Use recursion, so boundary includes:
- destination pos = 0: return directly
- destination pos = 1 : return min{A[0], B[0]}
Code:
class Solution {
public:
double findMedianSortedArrays(vector<int>& nums1, vector<int>& nums2) {
int m = nums1.size();
int n = nums2.size();
int total = m + n;
if (total & 0x1)
return find_kth(nums1, m, nums2, n, total / 2 + 1);
else
return (find_kth(nums1, m, nums2, n, total / 2)

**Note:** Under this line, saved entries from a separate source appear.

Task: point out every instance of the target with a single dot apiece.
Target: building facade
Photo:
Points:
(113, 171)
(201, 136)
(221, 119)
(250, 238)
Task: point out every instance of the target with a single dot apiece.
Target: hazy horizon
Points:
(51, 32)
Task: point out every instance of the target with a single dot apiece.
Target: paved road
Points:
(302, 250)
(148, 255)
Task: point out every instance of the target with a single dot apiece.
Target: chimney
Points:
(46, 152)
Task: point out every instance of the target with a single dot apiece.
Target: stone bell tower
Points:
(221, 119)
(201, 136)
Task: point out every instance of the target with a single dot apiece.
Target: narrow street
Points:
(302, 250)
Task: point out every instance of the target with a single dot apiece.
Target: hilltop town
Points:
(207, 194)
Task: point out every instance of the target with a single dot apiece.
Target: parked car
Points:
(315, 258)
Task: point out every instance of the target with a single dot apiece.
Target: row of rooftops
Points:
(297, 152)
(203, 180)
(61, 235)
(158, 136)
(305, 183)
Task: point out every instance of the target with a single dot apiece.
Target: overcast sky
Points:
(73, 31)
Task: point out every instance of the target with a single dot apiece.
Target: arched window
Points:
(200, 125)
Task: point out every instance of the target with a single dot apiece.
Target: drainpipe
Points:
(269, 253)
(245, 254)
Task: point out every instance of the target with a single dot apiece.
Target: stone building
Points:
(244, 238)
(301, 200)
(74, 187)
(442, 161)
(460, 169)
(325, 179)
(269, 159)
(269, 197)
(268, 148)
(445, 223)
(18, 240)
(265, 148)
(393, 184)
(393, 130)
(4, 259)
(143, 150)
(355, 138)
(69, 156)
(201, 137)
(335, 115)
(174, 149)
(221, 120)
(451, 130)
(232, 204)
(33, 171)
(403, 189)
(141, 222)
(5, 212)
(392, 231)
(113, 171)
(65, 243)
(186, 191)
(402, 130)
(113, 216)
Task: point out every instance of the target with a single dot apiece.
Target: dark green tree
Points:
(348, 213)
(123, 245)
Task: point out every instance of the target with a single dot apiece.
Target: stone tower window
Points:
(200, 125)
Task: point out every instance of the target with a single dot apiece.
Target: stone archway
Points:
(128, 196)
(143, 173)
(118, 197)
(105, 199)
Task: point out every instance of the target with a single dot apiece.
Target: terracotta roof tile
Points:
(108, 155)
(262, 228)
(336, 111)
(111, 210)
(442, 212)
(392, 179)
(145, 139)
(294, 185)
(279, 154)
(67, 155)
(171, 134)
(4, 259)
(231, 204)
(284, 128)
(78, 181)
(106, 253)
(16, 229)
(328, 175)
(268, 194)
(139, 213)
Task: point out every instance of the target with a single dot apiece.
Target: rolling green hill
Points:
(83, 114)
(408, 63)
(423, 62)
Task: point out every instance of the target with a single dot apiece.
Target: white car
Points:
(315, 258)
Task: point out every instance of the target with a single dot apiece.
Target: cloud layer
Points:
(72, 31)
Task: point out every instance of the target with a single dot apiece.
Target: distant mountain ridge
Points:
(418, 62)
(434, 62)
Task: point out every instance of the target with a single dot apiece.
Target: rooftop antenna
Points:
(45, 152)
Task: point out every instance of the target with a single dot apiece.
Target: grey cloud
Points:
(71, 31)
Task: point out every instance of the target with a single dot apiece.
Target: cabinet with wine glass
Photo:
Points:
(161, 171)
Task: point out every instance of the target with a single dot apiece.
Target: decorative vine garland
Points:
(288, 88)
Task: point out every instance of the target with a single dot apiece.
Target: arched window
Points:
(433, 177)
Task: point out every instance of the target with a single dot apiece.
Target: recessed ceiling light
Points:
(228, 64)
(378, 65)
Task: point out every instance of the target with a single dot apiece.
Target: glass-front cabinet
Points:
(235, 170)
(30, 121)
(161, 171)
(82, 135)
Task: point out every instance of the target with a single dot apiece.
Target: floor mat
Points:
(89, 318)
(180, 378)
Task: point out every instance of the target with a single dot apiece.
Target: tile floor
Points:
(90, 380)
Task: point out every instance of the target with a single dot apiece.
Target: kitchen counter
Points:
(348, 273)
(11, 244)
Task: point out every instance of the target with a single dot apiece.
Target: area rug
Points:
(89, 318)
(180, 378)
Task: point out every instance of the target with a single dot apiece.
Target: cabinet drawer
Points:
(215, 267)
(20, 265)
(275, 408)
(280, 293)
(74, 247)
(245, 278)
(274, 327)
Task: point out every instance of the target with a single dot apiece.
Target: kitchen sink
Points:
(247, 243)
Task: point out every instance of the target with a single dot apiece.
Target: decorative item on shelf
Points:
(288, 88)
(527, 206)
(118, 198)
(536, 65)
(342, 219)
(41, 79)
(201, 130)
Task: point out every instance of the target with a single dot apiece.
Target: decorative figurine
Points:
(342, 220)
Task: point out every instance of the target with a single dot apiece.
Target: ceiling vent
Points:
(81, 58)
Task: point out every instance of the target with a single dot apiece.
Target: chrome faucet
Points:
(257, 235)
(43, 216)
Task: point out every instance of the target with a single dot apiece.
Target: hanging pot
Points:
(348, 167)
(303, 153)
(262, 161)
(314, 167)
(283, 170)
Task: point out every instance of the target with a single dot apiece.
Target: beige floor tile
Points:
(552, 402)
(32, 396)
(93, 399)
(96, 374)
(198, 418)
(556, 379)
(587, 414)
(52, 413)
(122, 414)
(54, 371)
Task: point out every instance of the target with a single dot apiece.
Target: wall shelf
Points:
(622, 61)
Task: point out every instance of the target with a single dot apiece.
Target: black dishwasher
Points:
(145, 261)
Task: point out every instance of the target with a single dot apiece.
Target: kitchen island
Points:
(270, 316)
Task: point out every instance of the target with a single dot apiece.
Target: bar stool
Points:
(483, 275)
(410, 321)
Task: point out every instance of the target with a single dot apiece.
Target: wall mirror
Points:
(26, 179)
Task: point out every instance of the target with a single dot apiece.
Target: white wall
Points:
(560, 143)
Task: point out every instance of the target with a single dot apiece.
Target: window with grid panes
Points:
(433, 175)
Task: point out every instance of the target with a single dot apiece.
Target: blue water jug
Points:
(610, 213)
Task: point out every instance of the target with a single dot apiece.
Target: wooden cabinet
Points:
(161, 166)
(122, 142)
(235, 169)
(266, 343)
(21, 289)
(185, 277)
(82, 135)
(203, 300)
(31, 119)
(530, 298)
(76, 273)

+ find_kth(nums1, m, nums2, n, total / 2 + 1)) / 2;
}
private:
static double find_kth(vector<int> A, int m, vector<int> B, int n, int k) {
//always assume that m is equal or smaller than n
if (m > n) return find_kth(B, n, A, m, k);
if (m == 0) return B[k – 1];
if (k == 1) return min(A[0], B[0]);
//divide k into two parts
int pa = min(k / 2, m), pb = k – pa;
if (A[pa – 1] < B[pb – 1])
{
A.erase(A.begin(), A.begin() + pa);
return find_kth(A, m – pa, B, n, k – pa);
}
else if (A[pa – 1] > B[pb – 1])
{
B.erase(B.begin(), B.begin() + pb);
return find_kth(A, m, B, n – pb, k – pb);
}
else
return A[pa – 1];
}
};